Сражаясь со словами, мыслями и историями, Шехзаде бродил по комнатам охотничьего домика. Поднимаясь по одной лестнице, изрекал фразу, спускаясь по другой – подправлял ее, а затем, снова взойдя по первой лестнице или же сев на диван напротив Писца, а то и растянувшись на диване во весь рост, просил повторить записанное.
– Ну-ка, прочти, – говорил Шехзаде.
И Писец монотонным голосом принимался читать последние несколько фраз:
– «Его Высочество Осман Джеляледдин-эфенди знал, что в этих землях, в этих проклятых землях самый главный вопрос жизни человека заключается в том, может ли он быть самим собой, и, пока этот вопрос надлежащим образом не разрешен, все мы обречены на упадок, поражения и рабство. Всем народам, племенам и нациям, не нашедшим способа стать самими собой, уготовано подчинение другим; неизбежная их участь – вырождение и ничтожество, ничтожество. Так изволил сказать Его Высочество Осман Джеляледдин-эфенди».
– «Ничтожество» надо написать не два раза, а три! – поправлял Шехзаде, спускаясь по лестнице, поднимаясь вверх или же описывая круги возле стола Писца.
Говорил он это таким непререкаемым тоном, с таким важным видом, что едва слова слетали с его уст, как он понимал, что подражает Франсуа-эфенди, который в детстве и юности преподавал ему французский язык, – и не только строгому учительскому голосу, но и манере держаться, быстрым, нервным шагам. Тогда на Шехзаде нападал приступ гнева и отчаяния, полностью, как он сам говорил, «парализующий умственную деятельность» и «заставляющий поблекнуть краски воображения». Писец, за долгие годы привыкший к приступам, откладывал в сторону перо и с бесстрастным, бессмысленным и ничего не говорящим выражением, которое он надевал на лицо, словно маску, ждал, когда его повелитель успокоится и прекратит твердить, что никогда не сможет стать самим собой.
Воспоминания Шехзаде о детстве и юности были противоречивы.
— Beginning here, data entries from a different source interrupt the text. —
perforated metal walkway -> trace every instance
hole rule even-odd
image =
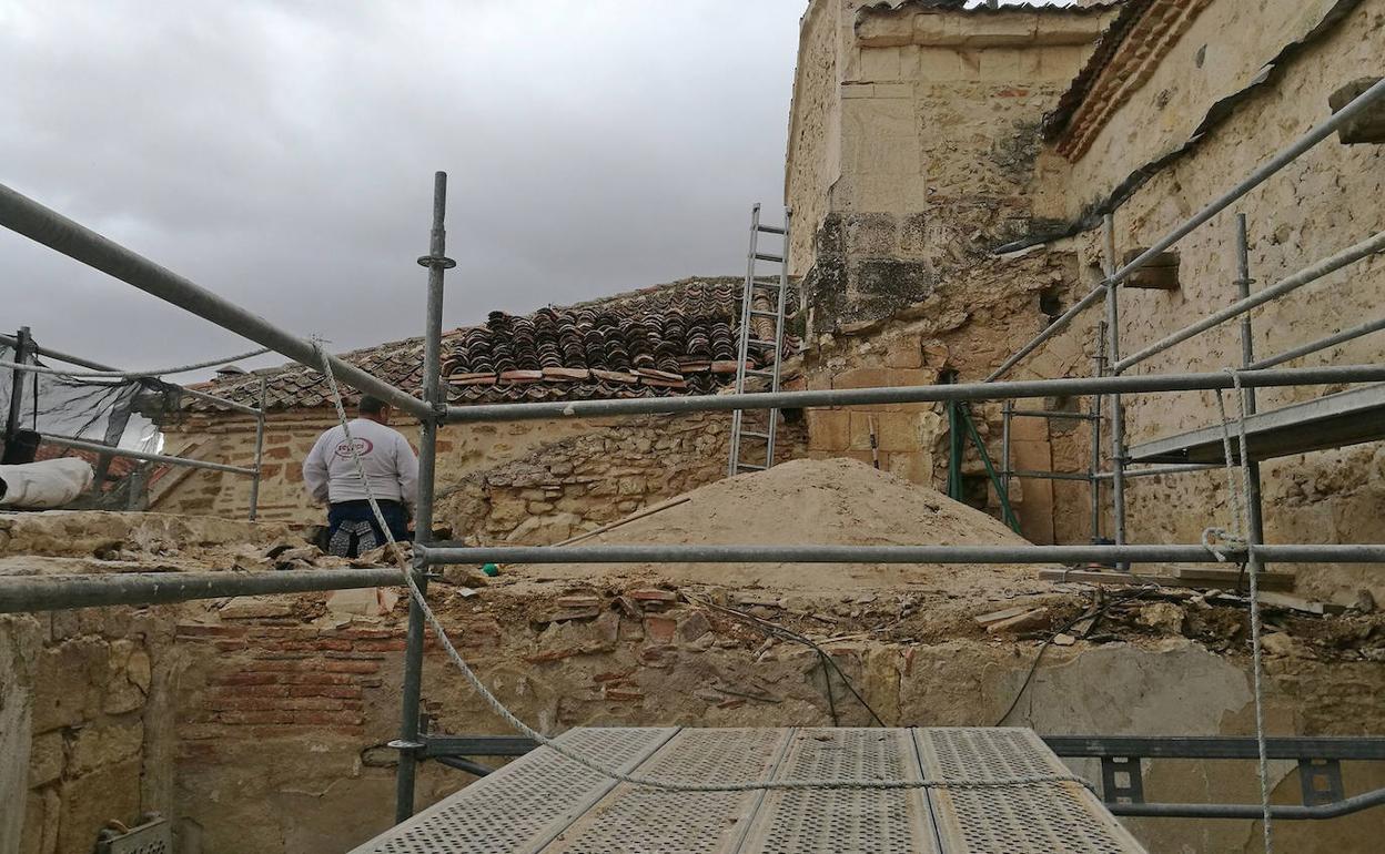
[[[572,729],[564,745],[680,782],[1065,774],[1030,729]],[[1072,782],[1003,789],[670,793],[540,747],[355,854],[1144,851]]]

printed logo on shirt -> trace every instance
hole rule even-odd
[[[360,454],[361,457],[368,457],[370,453],[375,450],[375,446],[371,443],[370,439],[353,439],[353,442],[356,443],[356,453]],[[341,457],[342,460],[350,460],[352,455],[350,446],[346,444],[345,442],[338,444],[337,450],[332,453]]]

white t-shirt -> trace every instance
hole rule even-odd
[[[352,421],[350,435],[375,498],[414,507],[418,500],[418,458],[409,440],[399,430],[368,418]],[[346,433],[339,425],[317,437],[317,444],[303,461],[303,483],[321,502],[366,500],[356,461],[346,447]]]

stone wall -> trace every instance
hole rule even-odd
[[[925,300],[891,318],[841,327],[819,336],[809,352],[807,388],[856,389],[936,382],[975,382],[1006,353],[1037,334],[1050,313],[1078,287],[1076,256],[1032,253],[989,259],[957,274]],[[1090,343],[1078,339],[1053,346],[1024,375],[1082,374],[1089,370]],[[1040,408],[1029,401],[1028,408]],[[1073,408],[1078,401],[1053,400],[1043,408]],[[999,404],[971,407],[988,453],[1001,468]],[[945,489],[947,419],[940,404],[881,404],[809,410],[809,455],[853,457],[873,462],[914,483]],[[871,429],[878,453],[871,453]],[[1075,421],[1017,418],[1011,432],[1012,468],[1084,471],[1090,447],[1086,426]],[[979,454],[967,443],[963,468],[970,502],[1000,512]],[[1090,536],[1087,515],[1072,512],[1087,501],[1086,484],[1012,480],[1010,501],[1030,541],[1080,541]]]
[[[809,388],[979,381],[1080,284],[1075,252],[996,259],[992,248],[1047,227],[1036,194],[1066,165],[1039,159],[1039,122],[1109,14],[861,6],[812,3],[799,46],[785,195],[812,310]],[[1091,346],[1055,350],[1047,367],[1087,372]],[[974,410],[999,465],[999,407]],[[940,407],[812,411],[809,432],[813,455],[945,483]],[[1017,421],[1015,468],[1086,469],[1084,435]],[[965,479],[971,501],[999,512],[970,443]],[[1014,482],[1010,498],[1030,540],[1090,536],[1089,515],[1072,512],[1084,484]]]
[[[1037,123],[1101,21],[860,6],[810,6],[789,123],[814,331],[888,317],[1033,228]]]
[[[1330,8],[1352,8],[1319,26]],[[1263,26],[1241,26],[1245,19]],[[1316,40],[1270,71],[1262,69],[1289,43],[1319,28]],[[1154,172],[1115,213],[1116,252],[1148,246],[1184,217],[1228,190],[1309,127],[1325,119],[1330,93],[1357,78],[1379,75],[1385,50],[1385,3],[1294,3],[1215,0],[1123,96],[1104,94],[1115,107],[1104,125],[1087,130],[1090,147],[1072,177],[1046,199],[1051,216],[1076,216],[1109,195],[1130,172],[1183,145],[1213,104],[1245,94],[1226,118],[1186,154]],[[1133,60],[1125,60],[1130,62]],[[1120,78],[1118,75],[1118,78]],[[1256,80],[1260,80],[1256,83]],[[1055,152],[1046,158],[1057,159]],[[1260,188],[1176,246],[1180,288],[1123,289],[1123,353],[1158,340],[1237,296],[1234,215],[1248,215],[1253,289],[1385,228],[1385,147],[1343,145],[1334,134],[1269,179]],[[1098,238],[1086,233],[1071,245],[1083,266],[1100,259]],[[1252,314],[1256,354],[1270,356],[1374,318],[1385,302],[1385,259],[1359,262]],[[1096,318],[1083,318],[1090,327]],[[1064,343],[1062,346],[1071,346]],[[1379,336],[1360,338],[1284,367],[1379,363]],[[1237,322],[1205,332],[1134,368],[1136,374],[1217,371],[1241,364]],[[1262,410],[1341,390],[1266,389]],[[1216,419],[1210,393],[1147,394],[1126,399],[1129,442],[1137,444]],[[1129,489],[1132,541],[1195,543],[1208,525],[1224,525],[1230,508],[1224,476],[1187,475],[1133,480]],[[1385,514],[1385,450],[1364,444],[1301,454],[1263,466],[1266,536],[1274,543],[1378,543]],[[1301,566],[1299,590],[1342,602],[1360,588],[1385,595],[1377,566]]]
[[[90,854],[108,821],[172,810],[169,628],[129,608],[0,617],[0,850]]]
[[[0,572],[205,569],[292,540],[281,525],[115,514],[32,514],[0,538]],[[69,536],[76,534],[76,536]],[[112,536],[122,548],[111,552]],[[15,544],[15,551],[8,544]],[[107,558],[93,565],[91,552]],[[114,555],[114,556],[112,556]],[[889,725],[1032,725],[1043,734],[1244,735],[1251,731],[1245,613],[1194,598],[1108,608],[1100,633],[1051,646],[1014,713],[1040,639],[972,619],[1017,602],[1054,624],[1089,606],[1029,574],[970,592],[843,574],[841,591],[741,588],[659,577],[499,579],[446,574],[431,599],[450,637],[521,718],[576,725],[870,725],[819,653],[767,638],[740,609],[825,644]],[[961,590],[961,588],[958,588]],[[988,592],[989,590],[989,592]],[[406,608],[391,591],[339,591],[0,619],[0,840],[24,854],[86,854],[108,819],[157,810],[180,854],[327,854],[392,821]],[[1269,721],[1276,734],[1381,728],[1382,619],[1269,615]],[[429,644],[424,709],[442,732],[506,734]],[[1078,764],[1078,770],[1094,770]],[[1385,785],[1348,764],[1346,786]],[[1273,768],[1278,799],[1292,767]],[[425,764],[418,806],[471,778]],[[1169,800],[1255,801],[1241,763],[1159,763],[1147,790]],[[1252,822],[1137,822],[1151,850],[1253,850]],[[1364,812],[1284,822],[1296,851],[1357,850]],[[18,843],[18,847],[15,846]],[[1353,847],[1355,846],[1355,847]]]
[[[623,466],[641,469],[656,482],[648,487],[640,487],[638,493],[625,493],[620,502],[643,500],[644,496],[670,496],[670,489],[681,491],[683,484],[701,486],[709,479],[724,473],[726,466],[726,429],[724,418],[694,417],[686,419],[670,418],[659,421],[656,428],[632,426],[630,419],[561,419],[561,421],[517,421],[510,424],[475,424],[475,425],[447,425],[438,436],[438,469],[436,483],[439,493],[456,490],[461,483],[474,479],[479,472],[503,468],[510,462],[525,460],[540,448],[555,447],[555,453],[573,465],[582,464],[586,489],[594,489],[596,494],[602,494],[604,486],[597,486],[602,480],[601,472],[614,471],[609,489],[632,489],[634,473],[627,476],[625,484],[616,483],[620,466],[611,468],[607,462],[616,451],[623,460]],[[312,450],[313,443],[323,430],[337,424],[335,414],[327,410],[309,410],[292,412],[271,412],[265,433],[265,469],[260,482],[259,518],[266,520],[289,522],[323,522],[325,509],[312,502],[303,486],[303,460]],[[651,422],[645,422],[651,424]],[[400,418],[395,425],[417,450],[418,424],[413,419]],[[695,433],[706,426],[706,439],[698,440]],[[680,472],[658,473],[659,460],[666,457],[669,450],[662,442],[663,432],[679,437],[676,448],[679,460],[697,475]],[[596,436],[600,440],[580,446],[573,451],[571,440],[579,436]],[[648,439],[650,442],[633,440],[632,437]],[[255,464],[255,422],[248,418],[234,415],[195,417],[187,424],[169,429],[170,453],[211,458],[231,465],[253,466]],[[626,442],[630,440],[630,442]],[[566,444],[565,444],[566,443]],[[607,447],[614,443],[612,447]],[[659,447],[654,447],[655,444]],[[648,447],[645,447],[648,444]],[[644,448],[644,450],[640,450]],[[594,458],[586,461],[582,453],[590,451]],[[542,454],[540,454],[542,455]],[[719,468],[720,466],[720,468]],[[560,475],[561,476],[561,475]],[[691,489],[687,486],[686,489]],[[244,519],[249,509],[249,478],[220,472],[206,472],[195,469],[175,469],[165,472],[151,484],[150,509],[169,514],[216,515],[227,519]],[[528,487],[521,487],[528,489]],[[579,487],[569,483],[564,496],[554,498],[576,498]],[[602,502],[593,502],[602,504]],[[566,504],[565,504],[566,507]],[[512,512],[514,508],[500,511],[500,518]],[[537,509],[539,514],[554,512],[554,508]],[[571,512],[571,511],[555,511]],[[609,520],[619,515],[615,505],[596,507],[590,514],[579,514],[583,518],[596,518],[607,512],[601,520]],[[612,515],[614,514],[614,515]],[[485,516],[485,515],[483,515]],[[470,518],[465,515],[446,518],[439,515],[439,525],[450,522],[457,534],[468,534],[481,527],[472,529],[470,525],[481,525],[489,534],[501,532],[501,523],[486,527],[486,518]],[[519,519],[512,519],[518,523]],[[547,525],[547,523],[546,523]],[[501,533],[510,533],[504,530]],[[489,536],[488,534],[488,536]]]
[[[730,412],[626,418],[461,479],[439,473],[436,516],[470,543],[558,543],[724,478],[730,432]],[[763,458],[758,442],[742,447]],[[781,418],[776,460],[805,447],[798,414]]]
Писец помнил, что одно время весьма часто заносил на бумагу рассказы о счастливых годах, проведенных престолонаследником в стамбульских дворцах и особняках Османской династии, но те записи давно остались в старых тетрадях. «Поскольку моя мать Нуруджихан кадын-эфенди[196]
была самой любимой женой моего отца, султана Абдул-Меджида[197], то и меня он любил больше, чем кого бы то ни было из тридцати своих детей», – однажды, много лет назад, продиктовал Шехзаде, а в другой раз, и тоже очень давно, сообщил: «Поскольку из тридцати своих детей мой отец, султан Абдул-Меджид, больше всего любил меня, то и мать моя, его вторая жена Нуруджихан кадын-эфенди, пользовалась наибольшей его благосклонностью».